To begin testing our model, we analyzed the size distribution of modeled nos homotypic clusters that contain four or more transcripts in the early embryo and found that it resembles the expected log-normal distribution as previously described for biological data (Fig. S2 C) (15). Next, we tested the model by visualizing the germ granule landscape that it produces by outputting modeled data as a quantified matrix called the Granule Census. In the Granule Census, each element of the matrix represents a unique combination of nos homotypic cluster size (x axis) and pgc homotypic cluster size (y axis), and a colormap corresponds the number of granules with that size combination. Granules that do not contain at least one nos or pgc transcript are not included in the matrix (16). The Granule Census has been employed to depict the transformation that occurs in the germ plasm from stage 10 to stage 13 as homotypic clusters grow (16). Comparing biological data and modeling data, we find that the computational model successfully reproduces these dynamics and is visualized in the Granule Census for all stages. Specifically, modeling data capture a gradual approximately threefold increase in the average size of pgc homotypic clusters and the approximately fourfold increase in the average size of nos homotypic clusters that occurs biologically from stage 10 to early embryo (Fig. 3). Furthermore, the model also detects the shift that occurs in the relationship between the sizes of nos and pgc mRNAs that reside in the same germ granule as visualized using a line of best fit (Figs. 3 and S5). Using the model, we predict the germ granule landscape for the latest stage in oogenesis, stage 14 (Fig. S5), which is difficult to accurately analyze biologically due to the presence of a fully developed eggshell that interferes with probe penetration and imaging (16). Representation of quantified biological germ granule data is limited to fixed samples and a static Granule Census for each stage. Using the computational model, continuous visualization of germ granule formation is made possible by using a dynamic Granule Census, providing a unique monitoring prospective that cannot be accomplished using current live imaging methods (Video S2). Together, our computational model captures expected homotypic growth dynamics that can be visualized continuously using an animated Granule Census across 19 h of germ granule development.
Figure 3.
Modeling germ granule formation produces Granule Censuses that are comparable with biology. (A, A′) Granule Census produced from analyzing biological germ granules at stage 10 and in the early embryo. (B, B′) Granule Census generated based on modeling germ granule formation at stage 10 and in the early embryo. For all censuses, the average nos cluster size (magenta vertical lines) and average pgc cluster size (green horizontal line) increase from stage 10 to early embryo. The relationship between the sizes of nos and pgc mRNAs that reside in the same germ granule can be visualized using a line of best fit for colocalized nos and pgc clusters (broken gray line). The heatmaps indicate the number of granules with each observed mRNA composition, n = 11 biological germ plasms for both stages and n = 10 random simulations for modeled data.

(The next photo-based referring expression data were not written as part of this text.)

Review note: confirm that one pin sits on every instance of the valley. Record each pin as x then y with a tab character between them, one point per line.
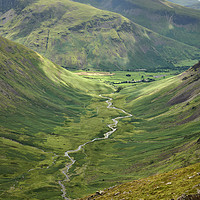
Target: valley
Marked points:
99	100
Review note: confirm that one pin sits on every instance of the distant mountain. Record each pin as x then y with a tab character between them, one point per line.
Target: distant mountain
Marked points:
78	36
34	88
37	98
163	135
195	6
185	2
163	17
179	184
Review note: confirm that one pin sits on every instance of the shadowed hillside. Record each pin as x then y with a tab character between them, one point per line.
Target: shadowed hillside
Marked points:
163	17
78	36
37	98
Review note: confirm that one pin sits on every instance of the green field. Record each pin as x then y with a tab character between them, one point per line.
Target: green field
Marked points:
47	110
94	39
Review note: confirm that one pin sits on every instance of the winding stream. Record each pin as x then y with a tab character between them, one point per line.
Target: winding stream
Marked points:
113	128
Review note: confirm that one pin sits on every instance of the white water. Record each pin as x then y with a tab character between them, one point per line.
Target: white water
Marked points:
113	128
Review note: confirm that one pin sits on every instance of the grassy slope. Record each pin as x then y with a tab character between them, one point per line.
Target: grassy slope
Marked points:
37	98
184	2
169	185
161	136
90	39
163	17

The y axis represents the number of pgc mRNAs, the x axis represents the number of nos mRNAs, the green horizontal line is the average number of pgc mRNAs in a granule, the magenta vertical line is the average number of nos mRNAs in a granule, and the heatmap represents the number of granules with given mRNA composition.
The computational model captures expected nos and pgc homotypic clusters sizes
The full distribution of homotypic cluster sizes identified within an entire germ plasm can be summarized by identifying the homotypic cluster with the largest number of transcripts (max cluster size) and plotting it against the average number of transcripts found in a homotypic cluster (average cluster size) for nos and pgc (16). This dimension reduction allows for the distribution of homotypic clusters to be represented as a single point on a graph for easier comparisons (16). To test the accuracy that our model reproduces biological observed germ granules, we analyzed germ granule data from 10 randomly generated modeled germ plasms from stage 10 to early embryo. For each modeled germ plasm, we summarized the data by calculating the average and maximum cluster sizes for nos and pgc at all stages. Plotting the summarized modeled data together with biological data revealed that both data sets qualitatively organize together in a stage-specific manner. Furthermore, our model predicts the sizes of homotypic clusters that are expected at stage 14 (Fig. 4 A).

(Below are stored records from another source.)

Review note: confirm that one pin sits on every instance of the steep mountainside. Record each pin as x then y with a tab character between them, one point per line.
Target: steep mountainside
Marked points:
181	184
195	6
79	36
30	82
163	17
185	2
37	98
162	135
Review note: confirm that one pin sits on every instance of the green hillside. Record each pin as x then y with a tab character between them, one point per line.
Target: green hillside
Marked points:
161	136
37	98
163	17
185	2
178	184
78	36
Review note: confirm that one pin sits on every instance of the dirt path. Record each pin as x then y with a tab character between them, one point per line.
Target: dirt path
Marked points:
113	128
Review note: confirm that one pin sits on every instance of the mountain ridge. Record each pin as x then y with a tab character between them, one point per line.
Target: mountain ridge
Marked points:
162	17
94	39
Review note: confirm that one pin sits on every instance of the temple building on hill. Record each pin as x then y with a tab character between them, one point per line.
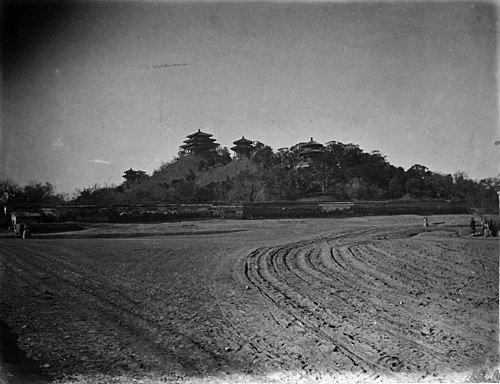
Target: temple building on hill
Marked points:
198	143
243	148
309	153
311	149
132	176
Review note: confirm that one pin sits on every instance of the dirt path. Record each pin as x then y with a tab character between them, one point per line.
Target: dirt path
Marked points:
308	299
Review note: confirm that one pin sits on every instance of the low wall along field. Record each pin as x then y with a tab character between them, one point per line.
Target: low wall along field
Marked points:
255	210
336	300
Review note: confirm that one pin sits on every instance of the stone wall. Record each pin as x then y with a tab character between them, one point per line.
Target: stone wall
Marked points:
269	210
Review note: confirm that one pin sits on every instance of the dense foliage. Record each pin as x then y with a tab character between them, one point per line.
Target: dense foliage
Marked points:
32	194
342	172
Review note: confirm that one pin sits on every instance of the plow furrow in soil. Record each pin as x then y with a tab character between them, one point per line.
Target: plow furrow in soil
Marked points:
367	301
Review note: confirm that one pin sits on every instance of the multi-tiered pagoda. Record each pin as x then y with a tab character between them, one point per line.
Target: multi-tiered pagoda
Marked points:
243	148
311	150
199	143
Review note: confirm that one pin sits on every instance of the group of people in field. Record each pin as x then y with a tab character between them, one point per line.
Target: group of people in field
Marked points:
488	228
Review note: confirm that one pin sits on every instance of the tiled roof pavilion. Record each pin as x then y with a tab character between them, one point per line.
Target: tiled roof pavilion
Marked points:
199	142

To visualize the precision of our model’s homotypic clustering ability, we first marked an area of the graph where homotypic cluster sizes are expected to be plotted based on biological data (referred to as targets) and plotted modeled data on top of the targets (Fig. 4 B). In total, 86% of the modeled nos (43 out of 50) and 84% of modeled pgc (42 out of 50) cluster points plotted in their expected regions. Most importantly, 100% of modeled homotypic clusters sizes were plotted in the expected region both nos and pgc in the embryo, the end point of germ plasm development (Fig. 4 B).
Next, we measured the frequency with which the model produced homotypic cluster outliers in reference to biological data (Fig. 4 C and Material and methods). Outliers produced by the model were largely restricted to nos at stage 10 at an average frequency of 0.32 ± 0.01. Homotypic cluster outliers were not observed for nos and were rarely detected for pgc (0.04 ± 0.01) in the embryo (Fig. 4 C). To quantify how well modeling data resemble biological data, we performed a k-means analysis and calculated entropy (see Material and methods). The k-means and entropy analysis determined that modeled data and biological data could not be completely separated at any stage for either mRNA type. Specifically, nos at stage 10 had the lowest entropy at 0.38 ± 0.01 (least similar), while the highest entropy was measured for nos in the embryo at 0.95 ± 0.01 (most similar). As for pgc, entropy was measured between 0.70 and 0.97 ± 0.01 across all stages (Fig. 4 D). The mixing of modeled and biological data across all stages demonstrates the model’s ability to replicate the development of germ granules is comparable with biological data.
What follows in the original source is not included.